Although I had always loved my sister, even I could see how she had changed. No, she looks the same. I've lost a little weight and turned pale. This is nonsense, especially after living with me and my daughter for the first six months, physically everything fell into place. But morally, of course, she was different. You know what's amazing? In her “society” she had been in the same, lowest rank for years. She did hard work and couldn’t refuse anyone.



But my daughter and I quickly became a kind of commander. At first I tried to spin me, my older sister. I even tried to help her, I thought it would be better. However, no. Things were getting worse, so I threatened Lena that if she kept going like this, no one would tolerate her in our house for long. My sister didn't argue with me. But for Nastya, she took my daughter seriously.

She wanted to teach her the word of God. My daughter and I quickly gave up. Then Lena tried to make Nastya work around the house. I want my daughter to work, and she evaluates. So there was another scandal, but the three of us continued to live together. Slowly as time passed, Nastya grew up, and I, as I could, tried to make my sister a person. She, of course, was reluctant to talk, calling us missing. But she knew she had nowhere else to go. That's the situation.



After graduation, the daughter chose her own faculty at the institute and herself entered it. Free tuition. I was very happy about it, because higher education opened a huge number of doors and prospects for her. What is it for her, for all of us? And I was glad that there was no need to move to any hostel Nastya. She continued her studies in the city, so she could live at home. Near his mother and aunt.

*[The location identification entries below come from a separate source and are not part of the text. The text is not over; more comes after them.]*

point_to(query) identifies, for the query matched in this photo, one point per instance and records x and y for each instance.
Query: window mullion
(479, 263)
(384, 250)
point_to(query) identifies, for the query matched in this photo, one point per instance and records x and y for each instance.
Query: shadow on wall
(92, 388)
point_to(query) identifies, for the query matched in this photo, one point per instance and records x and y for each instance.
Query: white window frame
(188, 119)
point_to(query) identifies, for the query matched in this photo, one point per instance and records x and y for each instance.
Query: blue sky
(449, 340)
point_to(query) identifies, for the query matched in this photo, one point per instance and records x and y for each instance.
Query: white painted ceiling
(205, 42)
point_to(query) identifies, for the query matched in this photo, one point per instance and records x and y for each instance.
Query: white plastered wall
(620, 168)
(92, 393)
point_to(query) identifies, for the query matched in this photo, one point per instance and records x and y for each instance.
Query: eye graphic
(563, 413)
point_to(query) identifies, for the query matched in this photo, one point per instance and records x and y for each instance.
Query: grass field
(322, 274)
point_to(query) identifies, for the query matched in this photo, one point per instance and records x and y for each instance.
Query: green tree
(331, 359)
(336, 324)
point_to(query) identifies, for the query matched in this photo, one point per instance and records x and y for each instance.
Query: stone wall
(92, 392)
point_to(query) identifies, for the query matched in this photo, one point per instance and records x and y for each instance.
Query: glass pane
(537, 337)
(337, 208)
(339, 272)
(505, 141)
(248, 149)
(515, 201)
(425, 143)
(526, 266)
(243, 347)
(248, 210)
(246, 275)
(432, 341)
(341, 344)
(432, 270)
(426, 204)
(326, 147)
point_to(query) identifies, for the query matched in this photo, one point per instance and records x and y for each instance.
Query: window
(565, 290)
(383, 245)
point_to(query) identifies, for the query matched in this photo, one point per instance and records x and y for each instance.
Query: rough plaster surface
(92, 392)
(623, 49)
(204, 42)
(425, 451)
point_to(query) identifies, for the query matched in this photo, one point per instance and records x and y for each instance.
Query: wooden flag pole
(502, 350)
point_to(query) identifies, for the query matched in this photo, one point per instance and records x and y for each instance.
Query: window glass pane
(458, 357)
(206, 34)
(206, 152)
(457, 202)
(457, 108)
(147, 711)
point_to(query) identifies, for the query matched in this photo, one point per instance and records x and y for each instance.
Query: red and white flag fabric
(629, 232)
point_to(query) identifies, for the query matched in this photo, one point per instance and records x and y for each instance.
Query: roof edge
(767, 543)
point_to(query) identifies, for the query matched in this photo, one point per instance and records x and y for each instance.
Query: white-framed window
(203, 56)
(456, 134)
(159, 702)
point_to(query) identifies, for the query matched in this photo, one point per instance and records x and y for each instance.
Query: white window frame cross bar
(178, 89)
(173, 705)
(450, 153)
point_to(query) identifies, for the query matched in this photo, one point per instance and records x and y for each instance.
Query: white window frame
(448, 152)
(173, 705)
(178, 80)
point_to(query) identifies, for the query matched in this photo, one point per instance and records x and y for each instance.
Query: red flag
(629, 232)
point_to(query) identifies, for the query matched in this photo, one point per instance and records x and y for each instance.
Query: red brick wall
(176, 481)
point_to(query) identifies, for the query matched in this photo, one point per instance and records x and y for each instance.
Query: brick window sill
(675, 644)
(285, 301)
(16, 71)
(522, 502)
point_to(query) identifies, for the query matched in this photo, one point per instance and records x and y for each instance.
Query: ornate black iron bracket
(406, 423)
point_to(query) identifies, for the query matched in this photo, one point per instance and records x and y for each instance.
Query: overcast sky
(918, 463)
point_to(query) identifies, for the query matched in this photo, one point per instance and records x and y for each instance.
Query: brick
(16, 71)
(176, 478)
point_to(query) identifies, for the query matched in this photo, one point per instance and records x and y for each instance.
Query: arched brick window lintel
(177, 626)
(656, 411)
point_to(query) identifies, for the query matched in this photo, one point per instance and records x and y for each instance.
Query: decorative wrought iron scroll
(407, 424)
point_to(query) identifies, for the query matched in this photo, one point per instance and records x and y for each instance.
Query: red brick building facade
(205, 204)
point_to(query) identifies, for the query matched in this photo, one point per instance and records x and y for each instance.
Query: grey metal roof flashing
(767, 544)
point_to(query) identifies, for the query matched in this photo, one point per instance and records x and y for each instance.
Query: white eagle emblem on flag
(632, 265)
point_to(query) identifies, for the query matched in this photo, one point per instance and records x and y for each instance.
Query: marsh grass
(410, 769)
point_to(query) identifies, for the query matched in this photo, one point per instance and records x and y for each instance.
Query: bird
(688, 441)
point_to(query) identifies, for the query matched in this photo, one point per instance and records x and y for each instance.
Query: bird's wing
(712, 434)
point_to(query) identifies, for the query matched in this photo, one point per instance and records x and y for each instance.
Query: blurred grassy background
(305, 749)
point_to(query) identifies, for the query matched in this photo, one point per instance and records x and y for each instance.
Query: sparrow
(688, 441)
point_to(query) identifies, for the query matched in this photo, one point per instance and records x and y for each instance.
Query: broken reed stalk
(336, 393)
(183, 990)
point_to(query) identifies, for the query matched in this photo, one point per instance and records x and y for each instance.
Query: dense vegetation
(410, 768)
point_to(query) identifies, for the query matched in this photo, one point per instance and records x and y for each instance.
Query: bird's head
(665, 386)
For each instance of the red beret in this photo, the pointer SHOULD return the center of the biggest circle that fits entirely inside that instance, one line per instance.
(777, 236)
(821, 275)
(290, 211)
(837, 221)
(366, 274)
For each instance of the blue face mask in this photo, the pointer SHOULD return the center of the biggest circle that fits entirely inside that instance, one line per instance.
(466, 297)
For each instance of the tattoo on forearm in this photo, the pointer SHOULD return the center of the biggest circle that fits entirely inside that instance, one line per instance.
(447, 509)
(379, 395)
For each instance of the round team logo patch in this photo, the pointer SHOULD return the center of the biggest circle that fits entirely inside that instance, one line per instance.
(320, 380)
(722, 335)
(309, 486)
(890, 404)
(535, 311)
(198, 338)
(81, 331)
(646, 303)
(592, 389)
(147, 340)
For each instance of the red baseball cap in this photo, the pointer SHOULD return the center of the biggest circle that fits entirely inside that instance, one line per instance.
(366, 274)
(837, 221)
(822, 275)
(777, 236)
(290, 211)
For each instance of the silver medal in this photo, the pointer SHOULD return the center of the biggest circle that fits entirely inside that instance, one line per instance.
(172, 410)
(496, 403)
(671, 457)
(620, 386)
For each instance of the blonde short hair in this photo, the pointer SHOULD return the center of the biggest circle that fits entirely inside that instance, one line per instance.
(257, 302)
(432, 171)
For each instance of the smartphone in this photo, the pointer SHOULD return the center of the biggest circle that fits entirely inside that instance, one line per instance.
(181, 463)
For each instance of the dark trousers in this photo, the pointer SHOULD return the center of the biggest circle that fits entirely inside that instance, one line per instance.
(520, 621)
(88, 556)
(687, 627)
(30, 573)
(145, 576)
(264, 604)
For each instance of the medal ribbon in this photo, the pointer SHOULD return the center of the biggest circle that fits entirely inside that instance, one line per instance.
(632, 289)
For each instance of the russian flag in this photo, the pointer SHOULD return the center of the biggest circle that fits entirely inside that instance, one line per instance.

But, in the second year, the character of the daughter began to change quite noticeably. And unfortunately, not for the better. She wanted more freedom, felt like an adult, made new friends and probably a boyfriend, too. Lena was shocked by her niece’s behavior. She often complained about the way she behaved. And I have to admit, I generally agreed with her. My daughter may have been missing all weekend. Sleep until the middle of the day and do not pair up. She was just lucky with her brains and Nastya's grades continued to be high. At least she's never learned anything with me.



The older the daughter became, the more difficult her character became. She began to accuse me of kicking her father out, while resettling her sister. Imagine how long it has been since my divorce. But she still had the nerve to rebuke me. It wasn't without the guys. My sister and I forbade Nastya to go out late almost until graduation. But she did it during the day and was not ashamed of anyone. And then... Just ran away from home.

It's been 9 months since Nastya no longer lives with me. All I heard was that she lives with her "fiancé" somewhere across town. The saddest thing is that Lena and I put so much energy into her, and she acted like a scumbag. I hoped that Nastya would find a good job, help us all and we could get out of this nightmare of eternal loans and debts. She chose to go to a warm place with some boy. I didn’t know that children who didn’t love their parents were my daughter. There it is.



Peels wouldn't be surprised if she tried to contact her father. Also, all the more ungrateful. Someone, and they will find a common language. You know, you probably can't say that, but if Nastya had gone to live with her father when we divorced, I think it wouldn't have been so bad. I would live with my sister, save money. Maybe I'd meet someone. I wouldn't have an ungrateful child around my neck. What now? Will my sister serve me a glass of water? This is not how I imagined my future, not at all. They say that children love their mothers no matter what. They're wrong.